Cowboy Junkies assemble a collection of covers two years after their last studio album, Ghosts.

Although Songs Of The Recollection is due to be released on March 11th, any Cowboy Junkies fan willing to do a little on-line detective work could have listened to the album’s nine tracks from a month or so ago when their version of Bowie’s Five Years was released on the “platforms”.

Having said that, it’s nice to have these tracks all in one place.

Cowboy Junkies are a band that understand the value of a good cover…their version of Lou Reed’s Sweet Jane famously kicked off their career some 35 years ago. And though these tracks were recorded from 1999 to 2021, they sound surprisingly like they belong together.

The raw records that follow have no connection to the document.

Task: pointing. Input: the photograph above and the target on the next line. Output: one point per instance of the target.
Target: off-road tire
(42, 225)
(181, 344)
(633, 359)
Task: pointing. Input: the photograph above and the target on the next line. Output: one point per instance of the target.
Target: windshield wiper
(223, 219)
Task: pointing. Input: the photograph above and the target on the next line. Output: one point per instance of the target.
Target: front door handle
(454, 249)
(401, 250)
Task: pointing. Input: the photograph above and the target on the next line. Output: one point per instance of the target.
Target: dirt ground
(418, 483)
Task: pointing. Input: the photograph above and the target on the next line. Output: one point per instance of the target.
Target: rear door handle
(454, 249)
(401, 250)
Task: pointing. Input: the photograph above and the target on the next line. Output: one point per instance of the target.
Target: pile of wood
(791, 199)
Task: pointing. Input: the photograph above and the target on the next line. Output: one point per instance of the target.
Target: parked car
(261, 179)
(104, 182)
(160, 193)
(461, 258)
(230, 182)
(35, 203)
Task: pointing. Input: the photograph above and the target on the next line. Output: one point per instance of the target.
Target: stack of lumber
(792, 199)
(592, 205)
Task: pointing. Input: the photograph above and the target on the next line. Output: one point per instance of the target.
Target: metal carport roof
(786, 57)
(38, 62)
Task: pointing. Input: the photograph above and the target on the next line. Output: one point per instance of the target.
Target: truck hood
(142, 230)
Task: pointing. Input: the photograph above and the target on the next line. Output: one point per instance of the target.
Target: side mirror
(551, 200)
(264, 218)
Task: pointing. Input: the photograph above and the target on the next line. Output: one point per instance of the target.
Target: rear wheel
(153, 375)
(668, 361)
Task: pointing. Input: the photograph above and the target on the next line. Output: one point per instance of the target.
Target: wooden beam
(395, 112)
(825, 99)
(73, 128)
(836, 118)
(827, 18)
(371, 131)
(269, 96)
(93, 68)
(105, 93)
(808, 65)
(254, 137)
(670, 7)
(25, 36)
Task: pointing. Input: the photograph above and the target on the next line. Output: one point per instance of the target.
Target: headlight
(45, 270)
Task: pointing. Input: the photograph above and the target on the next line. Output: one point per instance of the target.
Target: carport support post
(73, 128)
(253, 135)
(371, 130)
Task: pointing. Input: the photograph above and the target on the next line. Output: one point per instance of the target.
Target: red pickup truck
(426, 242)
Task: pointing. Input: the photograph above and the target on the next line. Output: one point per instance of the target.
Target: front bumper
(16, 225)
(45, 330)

Vocalist Margo Timmins sounds ominous, mysterious and just a little frightening as she digs into Five Years, originally heard on Ziggy Stardust back in ’72 and feeling even more dark and foreboding 50 years later. Drummer Peter Timmins lays down that drum pattern that will be familiar to any Bowie fan and as the track builds up, Margo’s intensity rises until she belting out the final verse.

I’m not gonna say it’s better than Bowie’s (that would be sacrilege) but its darn good, with guitarist Michael Timmins whipping up a storm behind his sister.

The remainder of the album features some of the usual suspects…songs by Neil Young, Bob Dylan and The Rolling Stones…but not always the tunes you might expect.

Neil’s Don’t Let It Bring You Down is cool, but his Love In Mind, from Time Fades Away, is an unexpected pleasure.

The Junkies cover The Stones’ No Expectations, adding style and grace (and some sweet slide guitar) to the old favourite.

Fellow Canadian Gordon Lightfoot gets a look-in with his 1966 tune, The Way I Feel (no Sundown or Edmund Fitzgerald here), although I’d love to hear Margo wrap her tonsils around If You Could Read My Mind.

The most contemporary tune on the album is Dylan’s I’ve Made Up My Mind To Give Myself To You from 2020’s Rough And Rowdy Ways. Folks who have trouble with Bob’s 80-year-old growl can now enjoy the song and the singer.

The collection wraps up with Vic Chesnutt’s Marathon (the band was tight with the late songwriter) and finally, they add a bit of Neil Young-style grunge to The Cure’s Seventeen Seconds, sounding not unlike Cortez The Killer.

So, from Five Years to Seventeen Seconds, Songs Of The Recollection is a pleasure from beginning to end.